19th century schooling—but we’re in 2013!?
Two hundred years behind
A pressing issue that concerns many parents, pedagogues and community builders of our new global society is the miseducation of our children.
The Canadian educational system as we know it today was designed in the 1800’s to solve the problems of that era. At the time, mass schooling was promoted to address 3 major issue of the 19th century: the heavy influx of immigrants, the transition from agricultural to industrial capitalism and the shift of political power to citizens. Well, guess what—today our children are attending schools that are still designed to address those same social issues that date back 200 years!
A collision that is putting our children at a disadvantage
There is an inherent collision between what our current educational systems are teaching our kids and what our future generations really need to be learning. There is something very true in what English author and social critic, H.G. Wells once said: “History is a race between education and catastrophe."

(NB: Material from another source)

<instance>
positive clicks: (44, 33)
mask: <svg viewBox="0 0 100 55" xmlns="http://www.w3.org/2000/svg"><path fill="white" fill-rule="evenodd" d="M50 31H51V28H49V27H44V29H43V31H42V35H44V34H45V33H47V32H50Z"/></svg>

What are the challenges of today?
Two hundred years after the establishment of Western educational systems, we, as a planetary civilization, have the responsibility of designing a new educational model for our children. We are dealing with a new set of global issues including the unprecedented waves of migration, the development of revolutionary technologies and changing forms of production. In order to rise above these challenges, our children must develop a new understanding of human existence that transcends this sense of separation and unites all humans as global citizens.
21st century skills
In a world of massive flows of information, people and capital, our children require a very different set of skills. According to the Ross Model of education, our children need “enhanced problem-solving and decision-making capabilities, high level communication skills and an ability to collaborate with people across many different cultures." There is also a sense of accountability as a global citizen when one comes to understand how our lives depend on the health of our planet.
Teachers who inspire intellectual curiosity through science
From elementary to university, our children can benefit from independent thinking and a true desire to learn. But these qualities don’t come unless we step out of the box and beyond the current educational system. Here are 2 teachers that foster 21st century skills in our children by their unique approach to science.
Tom McFadden brings hip-hop to biology class
This passionate teacher inspires his 8th-graders to learn more about science through hip-hop. Bay Area middle school biology teacher Tom McFadden makes science history rap videos with his students. He sees music as having a direct impact on learning and motivation. Nothing demonstrates his approach better than to view the actual music video entitled: "Rosalind Franklin vs. Watson & Crick Science History Rap Battle":
Professor Brooks summons the “overview effect”
Canadian academic researcher and seasoned educator, Professor Christopher Brooks is a life-long lover of technologies, advanced intellectual educational systems and geochemistry. His strong commitment to undergraduate teaching and in more recent years to geoscience literacy led him conduct “big perspective” campus-wide courses, including one entitled, “Assembling Spaceship Earth," designed to introduce science to non-science students with a hands-on and engaging approach. I attended this course in 2005. It left me with a love for Earth, an undying curiosity for space and a fascination with the vestiges of Earth’s early stages of formation. Eight years later, Professor Brooks’ teachings continue to bear relevance in my life. His passion for science somehow gave me the “overview effect” and a deep sense of unity and coherence.
Watch this video for a better idea of the “Overview Effect”.
Both Tom McFadden and Professor Christopher Brooks share a holistic approach to education. Transcending the current educational model, they use science to inspire intellectual curiosity and a life-long love for learning. Mass education today must be about engaging the mind, body and spirit if our children are to thrive in a shifting economic and cultural landscape.